Muito atencioso, o agente-ajudante que me atende na Central. Não me faz esperar. Mas,
depois de carimbar a requisição, objeta-me que só amanhã poderá dar as passagens,
pois o regulamento ferroviário exige antecedência de três dias, não de quatro.
Adiantei-me, pois. Evito discutir, para que não surjam obstáculos futuros.
A idéia de fazer essa viagem na companhia unicamente de meu filho, tendo eu me
comprometido a não desviá-lo de suas leituras nem durante o percurso nem durante o dia
inteiro (25 de dezembro) que passaremos em São Paulo, corresponde satisfatoriamente à
nossa concepção (minha e dele) do anti-Natal. Atravessaremos a véspera natalina dentro
do trem, sem desejar mal nem bem a quem quer que seja, ele lendo, eu nos meus devaneios.

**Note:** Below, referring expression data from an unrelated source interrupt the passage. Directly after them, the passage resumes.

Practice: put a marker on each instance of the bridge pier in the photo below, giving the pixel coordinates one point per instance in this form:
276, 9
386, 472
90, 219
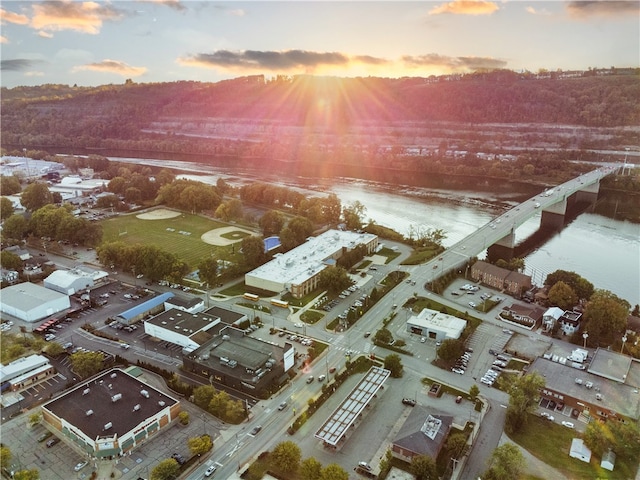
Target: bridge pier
503, 248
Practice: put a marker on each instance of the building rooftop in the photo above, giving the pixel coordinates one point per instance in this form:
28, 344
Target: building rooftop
304, 261
612, 365
245, 355
617, 397
343, 417
27, 296
227, 316
185, 323
424, 431
145, 306
452, 326
93, 405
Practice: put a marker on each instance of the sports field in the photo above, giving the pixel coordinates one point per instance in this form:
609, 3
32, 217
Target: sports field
179, 235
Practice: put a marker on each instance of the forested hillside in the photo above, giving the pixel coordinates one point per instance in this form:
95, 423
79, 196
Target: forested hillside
322, 110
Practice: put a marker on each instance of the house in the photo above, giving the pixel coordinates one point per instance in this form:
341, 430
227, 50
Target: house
424, 432
514, 283
551, 317
608, 461
579, 450
570, 322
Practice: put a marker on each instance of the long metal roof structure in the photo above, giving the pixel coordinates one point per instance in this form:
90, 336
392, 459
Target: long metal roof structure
335, 427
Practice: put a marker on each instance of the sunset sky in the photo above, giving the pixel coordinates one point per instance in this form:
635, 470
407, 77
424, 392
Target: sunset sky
94, 43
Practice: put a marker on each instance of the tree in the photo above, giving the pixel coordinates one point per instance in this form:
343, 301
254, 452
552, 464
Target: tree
334, 279
563, 296
166, 470
36, 196
474, 391
523, 400
9, 185
605, 317
6, 208
456, 445
200, 445
333, 471
16, 227
393, 363
507, 463
424, 468
253, 251
86, 364
271, 222
310, 469
286, 456
208, 270
583, 288
451, 349
10, 261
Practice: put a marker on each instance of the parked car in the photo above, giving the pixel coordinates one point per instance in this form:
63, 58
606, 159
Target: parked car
210, 471
52, 442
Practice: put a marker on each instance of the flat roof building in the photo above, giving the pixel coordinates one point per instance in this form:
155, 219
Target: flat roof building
240, 361
435, 325
110, 414
587, 394
297, 271
30, 302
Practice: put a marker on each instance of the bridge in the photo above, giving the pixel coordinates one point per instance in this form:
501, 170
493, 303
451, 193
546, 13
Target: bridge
500, 232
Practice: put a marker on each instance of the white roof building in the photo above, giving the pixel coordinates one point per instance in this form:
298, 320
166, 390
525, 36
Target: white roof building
68, 281
435, 325
295, 270
30, 302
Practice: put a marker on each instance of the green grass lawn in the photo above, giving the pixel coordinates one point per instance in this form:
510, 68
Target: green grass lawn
190, 248
551, 442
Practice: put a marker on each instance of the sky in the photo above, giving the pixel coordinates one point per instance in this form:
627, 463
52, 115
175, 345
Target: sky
92, 43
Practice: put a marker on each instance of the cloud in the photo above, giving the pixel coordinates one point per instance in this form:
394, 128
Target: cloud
453, 64
84, 17
175, 4
10, 17
267, 60
466, 7
612, 8
112, 66
17, 64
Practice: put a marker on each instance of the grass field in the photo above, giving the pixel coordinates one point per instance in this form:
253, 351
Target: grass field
190, 248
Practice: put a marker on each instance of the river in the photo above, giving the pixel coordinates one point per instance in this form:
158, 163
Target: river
601, 249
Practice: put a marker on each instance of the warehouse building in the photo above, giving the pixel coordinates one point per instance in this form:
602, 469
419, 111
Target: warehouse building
298, 270
30, 302
435, 325
111, 414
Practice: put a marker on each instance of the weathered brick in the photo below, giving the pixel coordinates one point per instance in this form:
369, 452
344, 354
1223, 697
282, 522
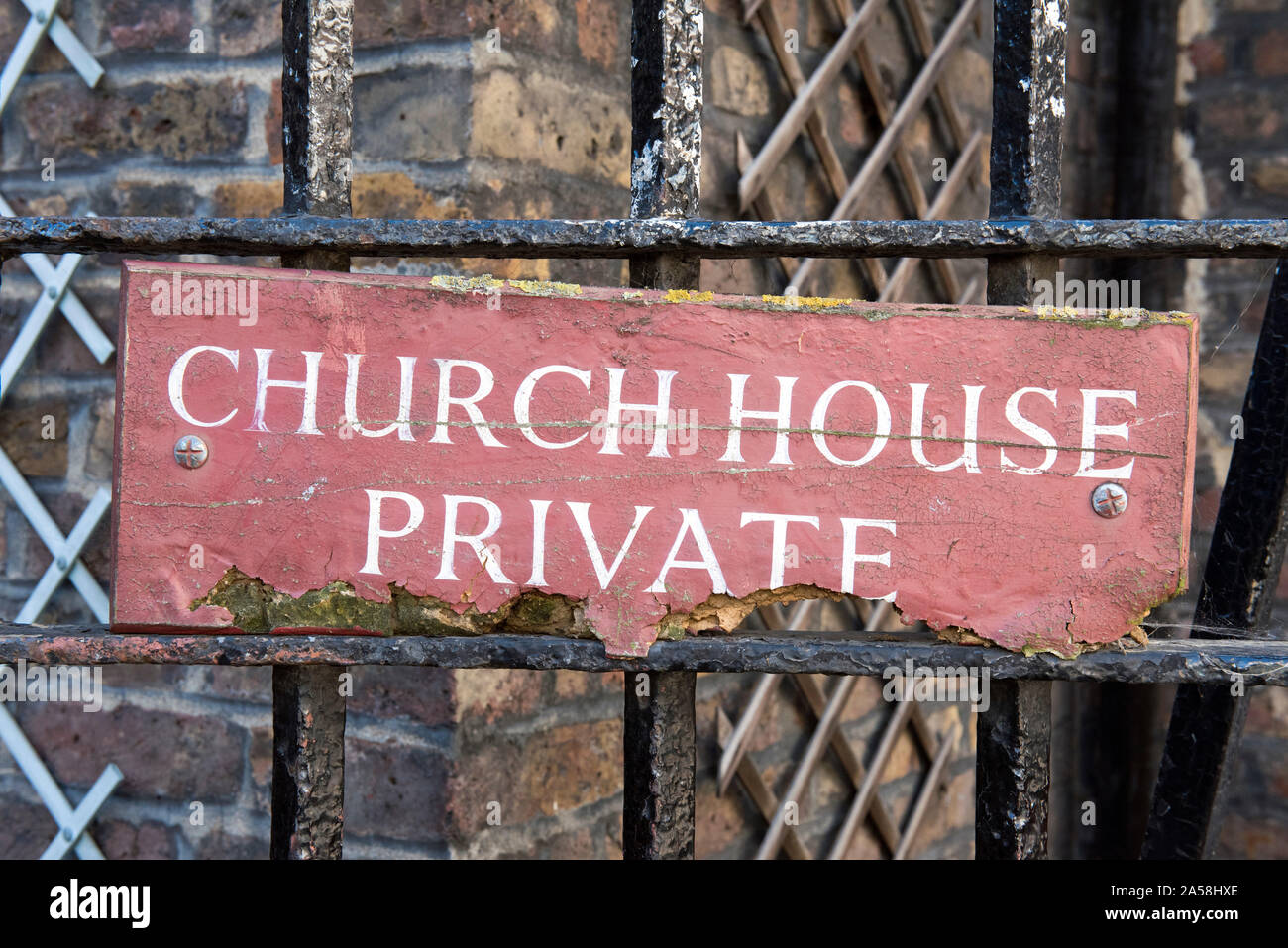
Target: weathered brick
181, 121
1252, 837
1267, 53
571, 685
123, 840
387, 22
246, 27
222, 845
539, 775
34, 434
26, 828
578, 843
249, 198
600, 38
273, 124
145, 198
1207, 54
161, 754
98, 455
413, 115
526, 117
738, 82
490, 694
1267, 712
394, 196
532, 24
393, 791
419, 694
1271, 176
237, 685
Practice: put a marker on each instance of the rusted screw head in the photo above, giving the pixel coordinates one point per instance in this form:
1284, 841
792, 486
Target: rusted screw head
191, 451
1109, 500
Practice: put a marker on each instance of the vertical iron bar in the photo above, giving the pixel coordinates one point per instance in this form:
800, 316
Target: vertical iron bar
1116, 725
657, 755
1013, 764
317, 119
1237, 594
666, 176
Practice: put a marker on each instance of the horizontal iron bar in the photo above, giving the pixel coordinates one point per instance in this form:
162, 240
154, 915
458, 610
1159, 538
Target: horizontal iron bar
1210, 661
623, 239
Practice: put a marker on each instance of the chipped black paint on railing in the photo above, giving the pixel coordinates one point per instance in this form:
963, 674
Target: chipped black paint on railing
645, 236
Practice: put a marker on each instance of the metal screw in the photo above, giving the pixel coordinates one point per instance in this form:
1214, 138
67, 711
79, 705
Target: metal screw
1109, 500
191, 451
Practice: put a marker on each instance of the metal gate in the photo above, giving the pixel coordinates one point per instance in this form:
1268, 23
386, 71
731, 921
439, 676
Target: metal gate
665, 241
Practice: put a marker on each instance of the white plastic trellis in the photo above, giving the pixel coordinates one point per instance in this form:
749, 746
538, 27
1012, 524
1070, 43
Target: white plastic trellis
72, 824
54, 295
44, 18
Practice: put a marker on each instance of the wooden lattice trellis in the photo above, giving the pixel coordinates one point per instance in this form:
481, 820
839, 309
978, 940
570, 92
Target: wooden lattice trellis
888, 153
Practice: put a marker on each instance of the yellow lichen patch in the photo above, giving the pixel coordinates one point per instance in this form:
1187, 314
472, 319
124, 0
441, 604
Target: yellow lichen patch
541, 287
688, 296
467, 283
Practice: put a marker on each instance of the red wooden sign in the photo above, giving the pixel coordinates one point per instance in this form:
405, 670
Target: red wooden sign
406, 456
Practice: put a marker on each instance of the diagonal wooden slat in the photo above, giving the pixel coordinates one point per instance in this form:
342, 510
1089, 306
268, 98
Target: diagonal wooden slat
966, 163
818, 743
752, 181
927, 790
884, 150
799, 617
814, 125
759, 790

Dia 26 estaremos de volta. Não daremos nem receberemos presentes. O único presente
tolerado é essa viagem de graça, que, a bem dizer, não é um presente, é um direito
que me dá o cargo de Curador de menores. Doutor Lourenço e o filósofo Lourencinho
estarão na deles, numa boa.
Verifico que, se fosse de noturno, com leito de luxo, no "Santa Cruz", em cabine
individual de dois passageiros, a viagem de ida e volta custaria ao Estado o triplo do
preço desse trajeto feito em poltrona comum. Sairíamos do Rio às 22:30 do dia 24 e
chegaríamos a São Paulo às 9 da manhã de 25. Magnífico, sem dúvida. Mas repugna à
minha consciência abusar da requisição, proporcionando-nos esse luxo nababesco que
ficaria documentado para sempre. Basta a fraude de dizer que eu e o Lourencinho vamos
"a serviço do Juízo".
Tentarei, em todo caso, combinar ida em noturno e volta em diurno, numa última homenagem
ao meu escrúpulo. O abuso já não será tanto, nem deixarei de proporcionar a meu filho
uma viagem repousada. Se tiver de ir e vir de diurno o que seria a hipótese mais
econômica , a consciência ficará mais leve, mas não sei como se comportariam o
fígado dele e os meus rins. Enfim, veremos.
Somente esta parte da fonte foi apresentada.